- Extended versions cover

Single by the Marías

from the album Submarine
- Released: May 3, 2024
- Genre: Alternative pop
- Length: 3:56
- Label: Atlantic; Nice Life;
- Songwriters: María Zardoya; Josh Conway; Gianluca Buccellati;
- Producers: Conway; Buccellati;

The Marías singles chronology
| "Lejos de Ti" (2024) | "No One Noticed" / "If Only" (2024) | "Back to Me" (2025) |

Visualizer
- "No One Noticed" on YouTube

= No One Noticed =

2024 single by the Marías

"No One Noticed" is a song by American indie pop band the Marías from their second studio album, Submarine (2024). It was released on May 3, 2024, as the album's third single alongside the song "If Only".

==Composition==
"No One Noticed" has been described as a "dissociated yacht pop" song.
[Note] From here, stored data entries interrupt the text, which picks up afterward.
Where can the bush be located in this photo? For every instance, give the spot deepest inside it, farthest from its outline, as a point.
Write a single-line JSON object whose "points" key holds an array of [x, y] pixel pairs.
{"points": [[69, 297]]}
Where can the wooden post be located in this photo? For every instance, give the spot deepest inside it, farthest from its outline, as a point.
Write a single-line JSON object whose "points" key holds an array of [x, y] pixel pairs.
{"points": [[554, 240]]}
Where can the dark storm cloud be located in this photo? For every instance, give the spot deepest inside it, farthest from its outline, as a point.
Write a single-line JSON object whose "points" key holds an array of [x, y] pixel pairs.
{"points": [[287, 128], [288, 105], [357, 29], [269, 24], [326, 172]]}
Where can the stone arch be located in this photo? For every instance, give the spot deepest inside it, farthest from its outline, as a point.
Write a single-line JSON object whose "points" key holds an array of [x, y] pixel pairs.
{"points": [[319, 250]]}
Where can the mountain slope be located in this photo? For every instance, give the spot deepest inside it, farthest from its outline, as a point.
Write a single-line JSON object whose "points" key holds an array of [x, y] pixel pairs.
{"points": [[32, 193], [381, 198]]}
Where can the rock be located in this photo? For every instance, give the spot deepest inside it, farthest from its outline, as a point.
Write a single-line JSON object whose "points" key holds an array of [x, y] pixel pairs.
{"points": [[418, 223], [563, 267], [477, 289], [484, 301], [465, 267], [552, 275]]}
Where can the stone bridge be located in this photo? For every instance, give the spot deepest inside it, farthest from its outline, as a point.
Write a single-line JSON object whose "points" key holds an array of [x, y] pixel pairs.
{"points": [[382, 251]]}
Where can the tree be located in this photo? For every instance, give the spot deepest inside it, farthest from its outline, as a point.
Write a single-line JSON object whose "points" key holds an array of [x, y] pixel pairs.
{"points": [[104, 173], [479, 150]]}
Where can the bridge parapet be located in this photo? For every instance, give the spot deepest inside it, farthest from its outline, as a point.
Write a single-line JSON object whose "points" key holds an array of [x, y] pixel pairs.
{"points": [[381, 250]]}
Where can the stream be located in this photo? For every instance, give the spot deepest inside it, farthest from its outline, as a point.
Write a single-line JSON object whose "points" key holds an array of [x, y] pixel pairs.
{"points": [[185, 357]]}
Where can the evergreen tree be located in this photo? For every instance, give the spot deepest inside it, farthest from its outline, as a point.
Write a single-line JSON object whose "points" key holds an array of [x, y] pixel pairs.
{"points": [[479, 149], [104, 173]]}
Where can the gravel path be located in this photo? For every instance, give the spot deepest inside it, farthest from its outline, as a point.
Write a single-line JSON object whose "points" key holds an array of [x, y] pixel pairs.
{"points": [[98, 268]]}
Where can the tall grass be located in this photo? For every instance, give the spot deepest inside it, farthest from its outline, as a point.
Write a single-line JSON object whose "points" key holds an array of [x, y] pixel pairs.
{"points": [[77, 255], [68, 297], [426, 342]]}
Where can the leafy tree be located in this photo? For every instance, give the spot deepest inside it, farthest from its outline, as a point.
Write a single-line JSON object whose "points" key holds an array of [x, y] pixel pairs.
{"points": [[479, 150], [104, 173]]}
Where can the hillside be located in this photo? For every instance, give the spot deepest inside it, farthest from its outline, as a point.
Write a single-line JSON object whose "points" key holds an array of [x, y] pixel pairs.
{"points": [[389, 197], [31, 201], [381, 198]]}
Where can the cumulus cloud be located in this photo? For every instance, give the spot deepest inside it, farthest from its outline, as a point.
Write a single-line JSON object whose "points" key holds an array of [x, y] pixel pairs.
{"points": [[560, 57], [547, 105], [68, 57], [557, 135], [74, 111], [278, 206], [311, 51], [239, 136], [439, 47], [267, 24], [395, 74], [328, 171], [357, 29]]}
It depicts the mental discomfort and worries from being in a relationship with a distant partner. María Zardoya pleads her lover to stay while attempting to give reasons for a deep connection despite the remote nature of the romance. Echoing background vocals that describe her thoughts are layered throughout the song.

==Release and promotion==
In the months following its release, the song slowly achieved popularity through the video-sharing platform TikTok, where it has been soundtracked in videos about sadness. Singer Billie Eilish posted herself singing along to the song in an Instagram story on July 17, 2024, which has helped the song gain wider recognition.

==Critical reception==
Shaad D'Souza of Paper stated the song "goes down so easy you might not notice it's kind of devastating." Chris DeVille of Stereogum wrote "The floaty slow dance 'No One Noticed' is practically a symphony of vibes, but it hits so much harder with Zardoya ushering us into her headspace with an opening line like 'Maybe I lost my mind/ No one noticed' and then complicating her perspective with bars like 'No one tried to read my eyes/ No one but you/ Wish it weren't true.'"

==Charts==

===Weekly charts===

Weekly chart performance for "No One Noticed"
| Chart (2024–2025) | Peak position |
|---|---|
| Australia (ARIA) | 54 |
| Canada Hot 100 (Billboard) | 53 |
| CIS Airplay (TopHit) | 72 |
| Global 200 (Billboard) | 27 |
| Greece International (IFPI) | 78 |
| Ireland (IRMA) | 63 |
| Israel International Airplay (Media Forest) | 16 |
| Lithuania (AGATA) | 44 |
| Malaysia (Billboard) | 19 |
| Malaysia International (RIM) | 12 |
| Netherlands (Single Tip) | 7 |
| New Zealand (Recorded Music NZ) | 27 |
| Philippines (Philippines Hot 100) | 84 |
| Portugal (AFP) | 178 |
| Singapore (RIAS) | 15 |
| Sweden Heatseeker (Sverigetopplistan) | 16 |
| Switzerland (Schweizer Hitparade) | 74 |
| UK Singles (Official Charts) | 50 |
| US Billboard Hot 100 | 22 |
| US Adult Pop Airplay (Billboard) | 34 |
| US Hot Rock & Alternative Songs (Billboard) | 4 |
| US Pop Airplay (Billboard) | 22 |

===Year-end charts===

2024 year-end chart performance for "No One Noticed"
| Chart (2024) | Position |
|---|---|
| US Hot Rock & Alternative Songs (Billboard) | 74 |

2025 year-end chart performance for "No One Noticed"
| Chart (2025) | Position |
|---|---|
| Australia (ARIA) | 61 |
| Global 200 (Billboard) | 36 |
| New Zealand (Recorded Music NZ) | 34 |
| US Billboard Hot 100 | 32 |
| US Hot Rock & Alternative Songs (Billboard) | 6 |

==Certifications==

Certifications for "No One Noticed"
| Region | Certification | Certified units/sales |
| Australia (ARIA) | Platinum | 70,000^{‡} |
| Canada (Music Canada) | 2× Platinum | 160,000^{‡} |
| France (SNEP) | Platinum | 200,000^{‡} |
| New Zealand (RMNZ) | 2× Platinum | 60,000^{‡} |
| Poland (ZPAV) | Gold | 62,500^{‡} |
| Portugal (AFP) | Gold | 12,000^{‡} |
| Spain (Promusicae) | Gold | 50,000^{‡} |
| United Kingdom (BPI) | Gold | 400,000^{‡} |
| United States (RIAA) | 5× Platinum | 5,000,000^{‡} |
Streaming
| Greece (IFPI Greece) | Gold | 1,000,000^{†} |
^{‡} Sales+streaming figures based on certification alone. ^{†} Streaming-only figures based on certification alone.